The controversy around hiring the two was enough for Borchers to call off the proposed bond issue for the April 2012 election ballot.   

Then came the Glenn Construction matter. It turned out that Glenn Construction has had the construction management contract with Rockwood since 1992.  In 2004 Glenn Construction hired current school board president Steve Smith as a project manager. Smith told the Post-Dispatch that he did not see a conflict of interest. Of course at school board meetings he would abstain from voting on as many as half the agenda items due to conflict of interests.

When the school district was forced to ask for bids for construction management work, they would simply not open any of the bids and hand out another two-year contract to Glenn Construction. It turned out some of the unopened bids were lower than the contract given to Glenn.

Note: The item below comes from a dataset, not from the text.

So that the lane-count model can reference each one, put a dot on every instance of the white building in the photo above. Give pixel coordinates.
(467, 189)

If this was not bad enough it turned out that Glenn Construction’s main office was actually provided rent free in a Rockwood School District building 500 North Central in Eureka. According to Secretary of State corporate annual reports from 2007 through 2011 Glenn claimed the school building as their principal office and the location of corporate officer holders.

During the time Post-Dispatch reporter Elizabeth Holland was preparing a story on all this Glenn Construction filed corrections to their 2011 annual report now claiming their actual address was suddenly 200 S. Kirkwood Road in Kirkwood, Mo.

At about the same time the Eureka-Wildwood-Patch had articles about how the departing Rockwood School District science director Michael Szydlowski was charged in Eureka municipal court with stealing by using a District credit card to purchase items for his personal use. . 

Now in November it was disclosed that Rockwood recently paid a retiring teacher $100,600 for unused sick leave upon retirement. While some school districts allow such payouts, many don’t.

I worked for city and county governments in Missouri and Maryland and everywhere I worked sick days were to be used for sickness or non work related injuries and not as a long term investment vehicle.  I accumulated sick days over the years, but when I left the sick time vanished.  

The nearby Parkway School District has a “use them or lose them” policy for sick days. Anything else is simply a rip off of the taxpayers.    

The sick leave policy resulted in another front page story in a Sunday edition of the Post-Dispatch.        

Add to this a school board member getting disgusted with all the bad news and resigning.

So my nomination for government employees of year has to go to…Kim Cranston and Gina Tarte. I hope in 2012 they catch a break and can focus on students or teachers winning awards plus making the media aware of upcoming high school plays and concerts.